Article from Borneo Post, dated 11 June 2013
GEORGE TOWN: The percentage of young Malaysians facing debt defaults has been reduced to 10 per cent as at April this year from 15.8 per cent in 2009, according to the Credit Counselling and Debt Management Agency (AKPK).
It said the younger generation under its Debt Management Programme (DMP) was more savvy in financial management and most of them preferred to use debit cards instead of credit cards.
“AKPK is concerned about those in the 20 to 30 age group as they are always in debt.
“The reduction now shows a healthy indication,” AKPK’s chief executive officer, Koid Swee Lian, told reporters after briefing financial institutions here yesterday.
She said AKPK hoped that its credit and financial management education would reach out to one million people this year from 650,000 people in 2009 via active road shows and smart collaborations.
Koid said the reason for the highest default in servicing debt under its DMP was poor financial planning (23 per cent as at April this year) and high medical cost (20 per cent).
She said as at April this year, 3,412 cases were successfully exited from AKPK’s DMP with a total outstanding debt of RM130.86 million.

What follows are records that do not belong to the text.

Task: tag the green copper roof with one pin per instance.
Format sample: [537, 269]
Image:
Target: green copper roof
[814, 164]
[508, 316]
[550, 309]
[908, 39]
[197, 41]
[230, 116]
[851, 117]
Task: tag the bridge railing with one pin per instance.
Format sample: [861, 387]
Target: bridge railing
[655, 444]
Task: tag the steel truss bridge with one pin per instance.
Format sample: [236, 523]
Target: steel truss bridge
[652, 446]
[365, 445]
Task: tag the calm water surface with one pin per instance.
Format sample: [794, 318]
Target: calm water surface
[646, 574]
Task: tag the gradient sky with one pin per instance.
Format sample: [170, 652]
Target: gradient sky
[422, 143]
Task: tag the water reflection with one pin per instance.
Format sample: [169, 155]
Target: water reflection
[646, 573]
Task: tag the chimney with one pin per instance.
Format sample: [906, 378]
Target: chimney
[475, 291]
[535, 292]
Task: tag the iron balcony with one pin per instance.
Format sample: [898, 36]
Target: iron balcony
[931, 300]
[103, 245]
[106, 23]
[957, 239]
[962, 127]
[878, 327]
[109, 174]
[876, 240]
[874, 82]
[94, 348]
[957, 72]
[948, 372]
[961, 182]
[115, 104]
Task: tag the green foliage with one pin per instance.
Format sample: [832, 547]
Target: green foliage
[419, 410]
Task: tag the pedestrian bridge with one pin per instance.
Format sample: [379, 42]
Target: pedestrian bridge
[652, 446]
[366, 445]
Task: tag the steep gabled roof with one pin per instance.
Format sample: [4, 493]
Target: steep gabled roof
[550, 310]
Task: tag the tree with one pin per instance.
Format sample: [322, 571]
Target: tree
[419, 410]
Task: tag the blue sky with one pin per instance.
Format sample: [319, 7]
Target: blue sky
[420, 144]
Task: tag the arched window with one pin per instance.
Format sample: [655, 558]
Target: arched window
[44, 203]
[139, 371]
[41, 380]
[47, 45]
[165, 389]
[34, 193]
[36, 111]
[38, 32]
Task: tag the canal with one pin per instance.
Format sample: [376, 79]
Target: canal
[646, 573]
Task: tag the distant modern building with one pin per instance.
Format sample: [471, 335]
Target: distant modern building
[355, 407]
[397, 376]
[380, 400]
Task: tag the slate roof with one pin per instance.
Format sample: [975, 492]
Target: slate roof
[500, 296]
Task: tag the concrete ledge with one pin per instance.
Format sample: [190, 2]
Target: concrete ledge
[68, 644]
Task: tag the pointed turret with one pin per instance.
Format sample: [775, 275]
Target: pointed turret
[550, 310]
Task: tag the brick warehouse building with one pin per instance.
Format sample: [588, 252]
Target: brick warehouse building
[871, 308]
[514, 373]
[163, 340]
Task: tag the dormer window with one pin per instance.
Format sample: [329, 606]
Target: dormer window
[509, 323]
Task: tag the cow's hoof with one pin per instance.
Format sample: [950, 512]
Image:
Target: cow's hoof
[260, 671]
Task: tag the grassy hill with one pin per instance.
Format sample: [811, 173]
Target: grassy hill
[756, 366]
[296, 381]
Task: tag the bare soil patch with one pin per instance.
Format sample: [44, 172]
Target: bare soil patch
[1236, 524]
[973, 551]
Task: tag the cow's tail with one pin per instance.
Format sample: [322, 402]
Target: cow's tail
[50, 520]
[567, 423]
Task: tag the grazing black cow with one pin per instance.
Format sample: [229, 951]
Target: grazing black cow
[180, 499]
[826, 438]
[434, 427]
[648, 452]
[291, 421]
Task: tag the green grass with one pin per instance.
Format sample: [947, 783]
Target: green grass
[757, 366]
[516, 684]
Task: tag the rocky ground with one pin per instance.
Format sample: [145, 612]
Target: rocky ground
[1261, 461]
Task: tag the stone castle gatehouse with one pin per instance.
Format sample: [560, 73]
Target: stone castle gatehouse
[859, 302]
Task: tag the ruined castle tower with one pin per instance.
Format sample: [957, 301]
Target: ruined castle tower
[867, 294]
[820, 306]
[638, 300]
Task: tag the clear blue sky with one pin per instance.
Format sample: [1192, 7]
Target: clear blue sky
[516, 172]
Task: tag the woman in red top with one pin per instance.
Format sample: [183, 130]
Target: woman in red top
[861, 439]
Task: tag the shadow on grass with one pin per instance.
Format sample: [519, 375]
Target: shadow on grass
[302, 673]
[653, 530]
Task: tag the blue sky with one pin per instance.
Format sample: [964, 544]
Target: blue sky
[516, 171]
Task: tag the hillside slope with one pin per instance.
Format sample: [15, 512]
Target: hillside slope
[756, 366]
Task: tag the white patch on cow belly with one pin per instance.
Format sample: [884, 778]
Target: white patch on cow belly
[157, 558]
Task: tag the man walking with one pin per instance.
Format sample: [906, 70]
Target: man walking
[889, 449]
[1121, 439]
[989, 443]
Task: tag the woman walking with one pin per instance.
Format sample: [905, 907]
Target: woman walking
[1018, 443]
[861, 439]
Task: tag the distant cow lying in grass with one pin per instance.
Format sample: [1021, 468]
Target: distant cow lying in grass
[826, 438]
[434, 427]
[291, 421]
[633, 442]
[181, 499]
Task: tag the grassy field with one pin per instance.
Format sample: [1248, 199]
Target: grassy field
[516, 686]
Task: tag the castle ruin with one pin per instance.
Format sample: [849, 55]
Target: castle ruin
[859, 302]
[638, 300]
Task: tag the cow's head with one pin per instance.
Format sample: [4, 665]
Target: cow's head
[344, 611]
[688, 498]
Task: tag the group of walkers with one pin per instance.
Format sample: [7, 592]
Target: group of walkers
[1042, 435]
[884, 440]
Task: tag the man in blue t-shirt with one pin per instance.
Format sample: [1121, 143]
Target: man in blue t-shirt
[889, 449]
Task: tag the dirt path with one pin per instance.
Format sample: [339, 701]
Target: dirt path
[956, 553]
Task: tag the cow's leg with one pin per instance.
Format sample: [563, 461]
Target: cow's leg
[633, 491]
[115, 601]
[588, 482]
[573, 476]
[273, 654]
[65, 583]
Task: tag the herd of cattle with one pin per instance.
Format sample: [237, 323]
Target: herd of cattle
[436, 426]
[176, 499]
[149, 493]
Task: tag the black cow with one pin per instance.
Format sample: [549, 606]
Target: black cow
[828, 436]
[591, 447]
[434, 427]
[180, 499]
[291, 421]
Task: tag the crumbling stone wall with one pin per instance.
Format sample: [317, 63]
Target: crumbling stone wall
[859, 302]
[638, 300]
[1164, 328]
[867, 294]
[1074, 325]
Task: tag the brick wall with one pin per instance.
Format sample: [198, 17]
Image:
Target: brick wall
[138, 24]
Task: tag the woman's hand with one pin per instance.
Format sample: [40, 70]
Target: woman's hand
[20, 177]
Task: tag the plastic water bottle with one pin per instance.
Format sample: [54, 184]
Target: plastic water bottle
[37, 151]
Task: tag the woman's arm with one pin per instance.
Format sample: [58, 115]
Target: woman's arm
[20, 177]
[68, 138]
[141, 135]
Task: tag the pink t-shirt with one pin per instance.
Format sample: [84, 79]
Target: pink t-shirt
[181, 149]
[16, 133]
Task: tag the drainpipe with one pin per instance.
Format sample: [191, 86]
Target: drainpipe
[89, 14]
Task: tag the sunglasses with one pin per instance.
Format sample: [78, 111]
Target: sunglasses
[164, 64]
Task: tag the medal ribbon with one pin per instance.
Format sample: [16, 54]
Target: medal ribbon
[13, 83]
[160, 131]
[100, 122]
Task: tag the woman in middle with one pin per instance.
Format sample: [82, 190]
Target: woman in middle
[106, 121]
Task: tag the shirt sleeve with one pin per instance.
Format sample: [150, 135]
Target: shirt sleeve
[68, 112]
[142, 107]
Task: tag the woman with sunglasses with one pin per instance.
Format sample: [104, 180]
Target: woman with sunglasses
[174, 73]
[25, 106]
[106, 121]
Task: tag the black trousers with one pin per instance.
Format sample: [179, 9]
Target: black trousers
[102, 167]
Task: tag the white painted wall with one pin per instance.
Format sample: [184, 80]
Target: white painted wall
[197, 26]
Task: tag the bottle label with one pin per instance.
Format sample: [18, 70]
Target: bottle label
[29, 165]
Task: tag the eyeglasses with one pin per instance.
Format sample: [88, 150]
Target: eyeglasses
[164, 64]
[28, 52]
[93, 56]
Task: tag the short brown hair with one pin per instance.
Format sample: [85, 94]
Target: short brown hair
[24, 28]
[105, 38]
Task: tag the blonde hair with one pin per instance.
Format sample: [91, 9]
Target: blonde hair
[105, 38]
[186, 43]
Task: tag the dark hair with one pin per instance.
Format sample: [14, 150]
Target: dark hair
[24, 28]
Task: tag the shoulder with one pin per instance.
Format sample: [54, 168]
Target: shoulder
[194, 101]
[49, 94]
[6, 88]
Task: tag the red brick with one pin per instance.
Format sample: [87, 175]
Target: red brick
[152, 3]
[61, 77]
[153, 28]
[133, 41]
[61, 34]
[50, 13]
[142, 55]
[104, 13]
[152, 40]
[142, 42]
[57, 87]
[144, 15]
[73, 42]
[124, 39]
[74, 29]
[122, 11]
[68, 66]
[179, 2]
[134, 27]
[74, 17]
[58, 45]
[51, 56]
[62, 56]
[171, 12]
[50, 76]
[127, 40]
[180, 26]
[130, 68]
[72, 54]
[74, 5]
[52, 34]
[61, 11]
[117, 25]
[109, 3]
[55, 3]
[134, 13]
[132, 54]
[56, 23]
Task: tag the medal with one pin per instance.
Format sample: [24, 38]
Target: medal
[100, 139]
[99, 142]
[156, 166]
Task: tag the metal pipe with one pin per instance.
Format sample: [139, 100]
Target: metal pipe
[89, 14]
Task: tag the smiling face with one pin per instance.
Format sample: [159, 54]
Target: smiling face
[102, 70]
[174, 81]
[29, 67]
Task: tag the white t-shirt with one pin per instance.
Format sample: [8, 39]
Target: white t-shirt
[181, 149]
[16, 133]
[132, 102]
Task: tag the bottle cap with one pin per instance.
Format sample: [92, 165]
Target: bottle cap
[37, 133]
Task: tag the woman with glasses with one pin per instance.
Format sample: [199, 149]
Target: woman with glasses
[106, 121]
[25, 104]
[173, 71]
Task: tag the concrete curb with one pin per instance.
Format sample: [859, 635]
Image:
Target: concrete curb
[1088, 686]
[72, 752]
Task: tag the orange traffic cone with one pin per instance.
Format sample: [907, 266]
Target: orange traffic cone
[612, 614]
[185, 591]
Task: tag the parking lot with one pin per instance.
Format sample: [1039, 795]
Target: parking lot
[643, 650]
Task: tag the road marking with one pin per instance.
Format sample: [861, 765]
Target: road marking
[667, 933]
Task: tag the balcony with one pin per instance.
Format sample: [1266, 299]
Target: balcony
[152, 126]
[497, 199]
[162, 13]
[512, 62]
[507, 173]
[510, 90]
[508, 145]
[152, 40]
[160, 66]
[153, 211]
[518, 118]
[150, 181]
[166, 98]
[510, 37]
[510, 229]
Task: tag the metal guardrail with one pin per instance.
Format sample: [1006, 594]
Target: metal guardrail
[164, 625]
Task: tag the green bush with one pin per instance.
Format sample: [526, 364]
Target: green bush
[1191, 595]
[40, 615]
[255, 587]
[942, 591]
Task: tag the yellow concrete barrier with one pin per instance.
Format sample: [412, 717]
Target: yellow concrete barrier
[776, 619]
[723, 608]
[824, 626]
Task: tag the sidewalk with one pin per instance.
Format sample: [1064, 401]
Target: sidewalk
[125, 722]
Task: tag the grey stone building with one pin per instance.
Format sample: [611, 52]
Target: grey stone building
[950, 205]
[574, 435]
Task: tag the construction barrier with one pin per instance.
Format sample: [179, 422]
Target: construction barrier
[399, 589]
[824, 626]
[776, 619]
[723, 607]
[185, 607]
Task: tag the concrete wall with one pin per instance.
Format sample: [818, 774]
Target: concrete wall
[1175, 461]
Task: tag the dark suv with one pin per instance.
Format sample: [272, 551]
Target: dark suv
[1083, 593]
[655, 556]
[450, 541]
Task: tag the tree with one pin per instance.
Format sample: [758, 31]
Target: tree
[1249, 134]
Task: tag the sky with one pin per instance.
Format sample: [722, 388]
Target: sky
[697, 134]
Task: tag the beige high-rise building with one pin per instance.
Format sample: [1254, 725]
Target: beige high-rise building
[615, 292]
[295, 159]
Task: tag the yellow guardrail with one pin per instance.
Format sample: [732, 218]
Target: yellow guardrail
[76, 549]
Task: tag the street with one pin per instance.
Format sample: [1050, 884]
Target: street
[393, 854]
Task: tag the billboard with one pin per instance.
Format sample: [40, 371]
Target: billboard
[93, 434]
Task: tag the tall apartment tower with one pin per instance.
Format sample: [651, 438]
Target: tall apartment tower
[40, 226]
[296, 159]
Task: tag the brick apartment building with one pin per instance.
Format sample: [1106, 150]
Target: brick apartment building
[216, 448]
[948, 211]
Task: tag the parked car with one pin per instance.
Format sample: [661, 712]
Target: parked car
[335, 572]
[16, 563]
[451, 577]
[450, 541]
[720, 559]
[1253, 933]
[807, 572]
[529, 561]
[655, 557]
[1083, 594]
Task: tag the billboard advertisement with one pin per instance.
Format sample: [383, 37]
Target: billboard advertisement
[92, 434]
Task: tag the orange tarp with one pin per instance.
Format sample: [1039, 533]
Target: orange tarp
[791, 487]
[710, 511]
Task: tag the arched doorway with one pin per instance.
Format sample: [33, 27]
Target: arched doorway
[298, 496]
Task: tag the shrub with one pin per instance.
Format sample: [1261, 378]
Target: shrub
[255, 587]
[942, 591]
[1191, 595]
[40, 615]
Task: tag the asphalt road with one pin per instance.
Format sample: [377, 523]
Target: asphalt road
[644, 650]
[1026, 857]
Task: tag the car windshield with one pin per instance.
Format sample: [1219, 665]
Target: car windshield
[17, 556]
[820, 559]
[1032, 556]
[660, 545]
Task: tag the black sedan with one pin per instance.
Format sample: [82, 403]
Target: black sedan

Koid said AKPK, with its smart partners – Minggu Saham Amanah Malaysia, Bank Negara Malaysia’s Mobile LINK, Higher Education Corp’s Loan Fund and higher learning institutions – helped educate the public on financial and debt management.
“Some 75 institutions of higher learning are offering elective personal financial management courses to empower young graduates to be financial-savvy,” she said.
It featured, among others, 40 learning hours, 14 teaching hours, study visits, examinations and seminars, she said.
“The module also features four hours of learning the agency’s money and debt management programme called Power!,” she said.